Today, Massachusetts Governor Charlie Baker (R) signed into law what is arguably the nation’s strongest equal pay measure.
The new state law, which will take effect on July 1, 2018, requires employers to pay men and women the same for comparable work, defined as works that “requires substantially similar skill, effort and responsibility and is performed under similar working conditions.” The “comparable work” standard is meant to combat gender-based discrimination that leads to women being clustered into certain jobs (that generally pay less) and men into others, even though those jobs may be substantially equivalent.

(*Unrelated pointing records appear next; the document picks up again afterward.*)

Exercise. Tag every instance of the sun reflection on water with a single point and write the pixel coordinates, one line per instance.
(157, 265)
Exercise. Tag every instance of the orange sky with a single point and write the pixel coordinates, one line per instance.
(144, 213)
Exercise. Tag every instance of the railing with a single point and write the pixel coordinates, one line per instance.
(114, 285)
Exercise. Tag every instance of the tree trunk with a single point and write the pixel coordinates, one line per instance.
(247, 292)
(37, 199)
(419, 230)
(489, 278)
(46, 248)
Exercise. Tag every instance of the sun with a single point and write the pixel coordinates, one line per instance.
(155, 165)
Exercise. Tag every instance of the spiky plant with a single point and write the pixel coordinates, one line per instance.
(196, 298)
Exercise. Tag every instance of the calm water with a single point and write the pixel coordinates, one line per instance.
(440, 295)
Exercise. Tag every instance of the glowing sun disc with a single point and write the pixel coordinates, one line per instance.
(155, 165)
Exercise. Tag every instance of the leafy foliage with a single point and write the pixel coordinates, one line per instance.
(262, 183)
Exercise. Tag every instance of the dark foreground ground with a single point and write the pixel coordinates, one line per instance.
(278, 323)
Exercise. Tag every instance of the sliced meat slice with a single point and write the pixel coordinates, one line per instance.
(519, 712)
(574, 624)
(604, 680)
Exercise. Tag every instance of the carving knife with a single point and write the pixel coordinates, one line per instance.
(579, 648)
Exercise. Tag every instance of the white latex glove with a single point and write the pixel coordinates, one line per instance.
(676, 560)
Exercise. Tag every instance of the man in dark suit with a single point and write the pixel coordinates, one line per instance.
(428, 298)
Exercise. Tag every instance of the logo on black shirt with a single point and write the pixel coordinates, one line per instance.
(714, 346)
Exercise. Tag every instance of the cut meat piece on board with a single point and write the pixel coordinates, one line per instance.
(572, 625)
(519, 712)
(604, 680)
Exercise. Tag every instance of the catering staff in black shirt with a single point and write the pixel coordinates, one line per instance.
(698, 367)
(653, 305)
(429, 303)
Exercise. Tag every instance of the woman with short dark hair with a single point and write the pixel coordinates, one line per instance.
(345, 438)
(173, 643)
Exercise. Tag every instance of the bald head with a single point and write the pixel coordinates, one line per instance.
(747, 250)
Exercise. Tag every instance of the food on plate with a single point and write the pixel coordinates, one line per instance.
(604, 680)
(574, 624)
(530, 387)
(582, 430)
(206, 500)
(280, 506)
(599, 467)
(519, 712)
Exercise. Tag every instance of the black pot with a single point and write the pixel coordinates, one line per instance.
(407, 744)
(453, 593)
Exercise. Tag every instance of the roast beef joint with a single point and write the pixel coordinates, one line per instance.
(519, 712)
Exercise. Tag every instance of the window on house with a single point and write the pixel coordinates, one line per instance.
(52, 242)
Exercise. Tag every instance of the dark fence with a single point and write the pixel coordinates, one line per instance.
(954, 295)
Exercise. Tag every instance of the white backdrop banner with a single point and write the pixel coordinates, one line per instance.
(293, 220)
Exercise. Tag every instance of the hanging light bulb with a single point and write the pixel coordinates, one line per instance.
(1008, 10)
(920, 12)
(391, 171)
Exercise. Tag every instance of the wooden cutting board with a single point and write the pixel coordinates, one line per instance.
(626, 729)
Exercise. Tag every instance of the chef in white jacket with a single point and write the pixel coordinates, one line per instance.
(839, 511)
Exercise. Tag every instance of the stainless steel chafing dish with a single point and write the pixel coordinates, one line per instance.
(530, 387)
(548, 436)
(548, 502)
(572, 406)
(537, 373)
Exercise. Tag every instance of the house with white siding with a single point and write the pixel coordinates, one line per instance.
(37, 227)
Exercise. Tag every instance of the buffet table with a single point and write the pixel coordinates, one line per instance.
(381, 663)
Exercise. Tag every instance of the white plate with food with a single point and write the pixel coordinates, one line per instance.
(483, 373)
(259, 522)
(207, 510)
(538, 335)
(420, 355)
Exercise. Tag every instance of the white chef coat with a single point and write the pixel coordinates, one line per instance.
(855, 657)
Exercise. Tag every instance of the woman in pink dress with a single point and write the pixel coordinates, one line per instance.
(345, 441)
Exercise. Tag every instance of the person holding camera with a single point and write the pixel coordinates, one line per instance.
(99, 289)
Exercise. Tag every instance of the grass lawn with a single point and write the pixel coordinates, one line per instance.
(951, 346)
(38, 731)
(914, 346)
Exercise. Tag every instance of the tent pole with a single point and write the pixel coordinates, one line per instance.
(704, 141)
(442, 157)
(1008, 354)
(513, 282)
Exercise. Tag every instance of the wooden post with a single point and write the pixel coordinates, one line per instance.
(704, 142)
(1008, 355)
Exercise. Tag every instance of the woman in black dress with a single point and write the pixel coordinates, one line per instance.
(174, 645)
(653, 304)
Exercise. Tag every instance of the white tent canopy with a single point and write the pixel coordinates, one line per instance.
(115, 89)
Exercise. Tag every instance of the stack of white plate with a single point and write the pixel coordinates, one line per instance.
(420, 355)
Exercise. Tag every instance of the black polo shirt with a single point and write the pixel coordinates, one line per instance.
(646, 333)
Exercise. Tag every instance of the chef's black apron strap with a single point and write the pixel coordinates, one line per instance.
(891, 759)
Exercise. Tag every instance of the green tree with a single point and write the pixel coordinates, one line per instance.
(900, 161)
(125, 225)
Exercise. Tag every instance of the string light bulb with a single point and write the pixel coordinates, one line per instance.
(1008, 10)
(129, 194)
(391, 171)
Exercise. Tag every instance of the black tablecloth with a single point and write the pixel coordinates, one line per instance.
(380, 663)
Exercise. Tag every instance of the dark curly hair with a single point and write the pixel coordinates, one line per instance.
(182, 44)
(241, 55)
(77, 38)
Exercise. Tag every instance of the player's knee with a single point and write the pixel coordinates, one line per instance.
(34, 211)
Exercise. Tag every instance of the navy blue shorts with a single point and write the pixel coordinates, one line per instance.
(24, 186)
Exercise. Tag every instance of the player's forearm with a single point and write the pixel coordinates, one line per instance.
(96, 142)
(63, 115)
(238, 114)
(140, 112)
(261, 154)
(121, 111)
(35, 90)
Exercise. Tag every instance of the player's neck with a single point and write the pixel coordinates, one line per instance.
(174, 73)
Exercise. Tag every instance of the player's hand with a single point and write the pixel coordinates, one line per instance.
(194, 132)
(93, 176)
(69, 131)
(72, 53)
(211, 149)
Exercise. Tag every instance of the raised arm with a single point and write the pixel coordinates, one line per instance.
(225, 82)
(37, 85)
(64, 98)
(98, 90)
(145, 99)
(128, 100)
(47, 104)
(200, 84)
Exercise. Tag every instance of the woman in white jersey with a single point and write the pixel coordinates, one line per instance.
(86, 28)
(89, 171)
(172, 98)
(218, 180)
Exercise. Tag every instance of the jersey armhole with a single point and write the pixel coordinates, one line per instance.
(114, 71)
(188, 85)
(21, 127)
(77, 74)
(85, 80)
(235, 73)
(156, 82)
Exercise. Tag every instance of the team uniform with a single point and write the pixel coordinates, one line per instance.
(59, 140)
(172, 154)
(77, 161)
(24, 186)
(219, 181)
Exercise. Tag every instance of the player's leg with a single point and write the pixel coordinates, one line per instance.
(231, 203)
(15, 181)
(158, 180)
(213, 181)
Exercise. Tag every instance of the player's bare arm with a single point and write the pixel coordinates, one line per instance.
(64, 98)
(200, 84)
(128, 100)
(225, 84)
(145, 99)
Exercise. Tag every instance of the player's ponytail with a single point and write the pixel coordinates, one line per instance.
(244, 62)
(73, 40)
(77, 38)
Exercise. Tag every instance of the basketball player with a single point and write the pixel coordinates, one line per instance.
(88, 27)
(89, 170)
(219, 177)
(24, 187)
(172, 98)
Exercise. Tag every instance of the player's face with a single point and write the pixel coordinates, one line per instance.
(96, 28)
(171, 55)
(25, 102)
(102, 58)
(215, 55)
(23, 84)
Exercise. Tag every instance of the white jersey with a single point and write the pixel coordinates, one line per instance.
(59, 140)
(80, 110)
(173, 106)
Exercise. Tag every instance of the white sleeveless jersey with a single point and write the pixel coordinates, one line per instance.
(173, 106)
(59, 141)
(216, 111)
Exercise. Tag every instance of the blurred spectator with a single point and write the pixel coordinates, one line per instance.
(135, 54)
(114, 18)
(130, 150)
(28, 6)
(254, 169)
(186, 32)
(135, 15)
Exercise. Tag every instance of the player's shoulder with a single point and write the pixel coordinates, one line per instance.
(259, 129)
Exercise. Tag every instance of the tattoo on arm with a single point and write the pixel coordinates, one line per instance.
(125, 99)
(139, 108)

The Massachusetts law is also the first in the country to ban employers from asking applicants about their salary histories—a practice that perpetuates the gender pay gap, as it reinforces past pay discrimination. Under the new law, employers can inquire about salary histories only after the employer makes a job offer that includes an offer of compensation.

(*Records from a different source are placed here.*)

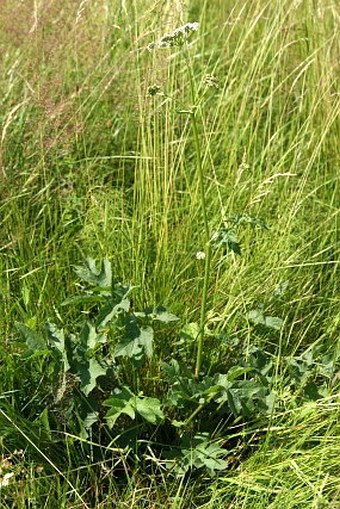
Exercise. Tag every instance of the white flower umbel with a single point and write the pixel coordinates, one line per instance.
(200, 255)
(176, 38)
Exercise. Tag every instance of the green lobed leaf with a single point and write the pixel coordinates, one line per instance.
(34, 341)
(137, 342)
(91, 274)
(88, 373)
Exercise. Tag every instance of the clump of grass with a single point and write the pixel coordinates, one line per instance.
(91, 165)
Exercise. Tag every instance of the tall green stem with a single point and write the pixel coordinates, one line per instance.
(203, 313)
(207, 250)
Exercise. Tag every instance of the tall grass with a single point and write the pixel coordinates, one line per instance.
(92, 165)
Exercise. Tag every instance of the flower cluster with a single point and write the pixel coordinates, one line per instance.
(176, 38)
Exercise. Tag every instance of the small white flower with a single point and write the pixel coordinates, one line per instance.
(6, 479)
(200, 255)
(176, 38)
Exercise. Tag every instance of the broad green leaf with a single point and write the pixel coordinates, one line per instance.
(111, 311)
(273, 322)
(34, 342)
(89, 338)
(89, 372)
(199, 452)
(257, 317)
(121, 403)
(98, 277)
(190, 331)
(138, 341)
(149, 409)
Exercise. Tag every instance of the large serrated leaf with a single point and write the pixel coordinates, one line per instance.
(120, 403)
(137, 342)
(89, 337)
(88, 373)
(34, 342)
(98, 277)
(149, 409)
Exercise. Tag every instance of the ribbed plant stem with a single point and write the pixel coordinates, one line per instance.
(203, 313)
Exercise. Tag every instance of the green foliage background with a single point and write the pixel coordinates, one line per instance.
(91, 165)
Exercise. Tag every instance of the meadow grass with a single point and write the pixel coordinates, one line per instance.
(93, 165)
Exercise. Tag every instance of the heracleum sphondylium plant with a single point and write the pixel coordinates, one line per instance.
(179, 38)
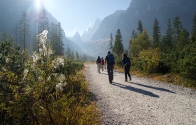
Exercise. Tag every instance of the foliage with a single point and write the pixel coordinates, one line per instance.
(24, 32)
(43, 89)
(156, 33)
(148, 60)
(141, 42)
(140, 27)
(118, 48)
(187, 65)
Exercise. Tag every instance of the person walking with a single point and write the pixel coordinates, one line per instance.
(126, 64)
(109, 61)
(102, 63)
(98, 62)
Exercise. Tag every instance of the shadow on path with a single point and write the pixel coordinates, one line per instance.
(152, 87)
(141, 91)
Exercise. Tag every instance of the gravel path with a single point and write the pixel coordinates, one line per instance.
(141, 101)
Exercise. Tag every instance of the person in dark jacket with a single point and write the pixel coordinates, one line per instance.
(126, 65)
(110, 61)
(98, 62)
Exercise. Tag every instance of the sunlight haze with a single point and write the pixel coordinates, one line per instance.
(78, 15)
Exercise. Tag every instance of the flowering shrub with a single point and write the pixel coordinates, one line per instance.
(148, 60)
(42, 88)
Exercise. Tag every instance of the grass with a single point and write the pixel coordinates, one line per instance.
(172, 78)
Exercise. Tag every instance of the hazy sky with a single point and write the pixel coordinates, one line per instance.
(77, 15)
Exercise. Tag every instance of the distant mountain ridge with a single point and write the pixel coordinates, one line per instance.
(147, 11)
(11, 12)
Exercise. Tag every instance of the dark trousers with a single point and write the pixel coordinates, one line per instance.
(110, 72)
(127, 69)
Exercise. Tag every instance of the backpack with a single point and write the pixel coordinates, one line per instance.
(127, 61)
(110, 59)
(102, 62)
(98, 60)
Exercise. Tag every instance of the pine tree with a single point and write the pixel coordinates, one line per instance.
(177, 27)
(133, 34)
(140, 27)
(16, 34)
(42, 21)
(3, 36)
(77, 56)
(24, 32)
(118, 48)
(193, 38)
(68, 52)
(156, 33)
(169, 34)
(111, 42)
(60, 41)
(183, 39)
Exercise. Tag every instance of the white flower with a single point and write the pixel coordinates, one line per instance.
(49, 78)
(35, 57)
(8, 60)
(61, 78)
(59, 86)
(25, 72)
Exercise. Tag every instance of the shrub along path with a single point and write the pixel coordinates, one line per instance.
(140, 101)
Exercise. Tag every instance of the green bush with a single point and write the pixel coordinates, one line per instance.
(44, 89)
(187, 59)
(147, 61)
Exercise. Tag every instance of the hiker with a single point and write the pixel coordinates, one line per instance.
(109, 60)
(126, 64)
(102, 63)
(98, 62)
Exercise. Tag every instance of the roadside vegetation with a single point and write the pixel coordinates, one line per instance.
(43, 88)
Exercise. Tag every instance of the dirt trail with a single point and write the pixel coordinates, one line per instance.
(141, 101)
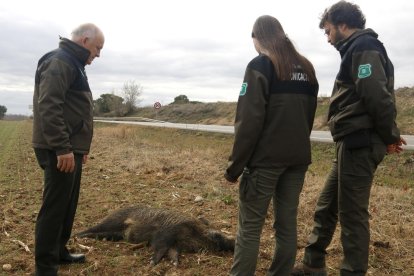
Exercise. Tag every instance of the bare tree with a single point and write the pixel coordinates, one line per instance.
(131, 92)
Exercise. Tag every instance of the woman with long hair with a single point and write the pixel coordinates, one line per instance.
(271, 151)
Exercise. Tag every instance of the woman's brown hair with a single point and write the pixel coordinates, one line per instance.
(274, 43)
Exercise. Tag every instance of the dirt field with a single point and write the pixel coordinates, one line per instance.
(168, 169)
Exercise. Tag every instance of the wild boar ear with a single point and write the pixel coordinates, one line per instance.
(173, 255)
(159, 253)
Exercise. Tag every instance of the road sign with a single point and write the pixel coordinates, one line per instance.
(157, 105)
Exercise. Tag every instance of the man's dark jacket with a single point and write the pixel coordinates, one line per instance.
(62, 101)
(363, 95)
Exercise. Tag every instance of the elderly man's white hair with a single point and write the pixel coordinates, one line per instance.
(85, 30)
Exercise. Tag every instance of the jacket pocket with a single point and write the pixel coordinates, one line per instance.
(358, 139)
(247, 188)
(77, 128)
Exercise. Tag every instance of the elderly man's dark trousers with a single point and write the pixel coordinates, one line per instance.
(55, 219)
(346, 197)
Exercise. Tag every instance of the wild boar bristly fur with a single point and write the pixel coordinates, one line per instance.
(168, 232)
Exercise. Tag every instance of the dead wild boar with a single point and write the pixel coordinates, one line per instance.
(169, 233)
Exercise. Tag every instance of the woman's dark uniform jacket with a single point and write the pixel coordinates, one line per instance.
(274, 119)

In addition to protecting workers from the compounded effects of past discrimination, the law also bans the practice of pay secrecy. Employers will no longer be able to prevent their employees from talking about their pay with each other. Pay secrecy prevents workers from even knowing that they are victims of pay discrimination. Ending this practice will increase workers’ ability to advocate for fair pay.
Even as Massachusetts takes strong action to close the gender pay gap, action at the federal level has been stalled. Republicans in Congress have blocked the Paycheck Fairness Act at least four times since 2012.
On average, women are paid 79 cents to a man’s dollar. In particular, women of color are paid even less. African-American women are paid only 60 cents for every dollar a white man makes; Native American women are paid 59 cents; and Latinas are paid 55 cents.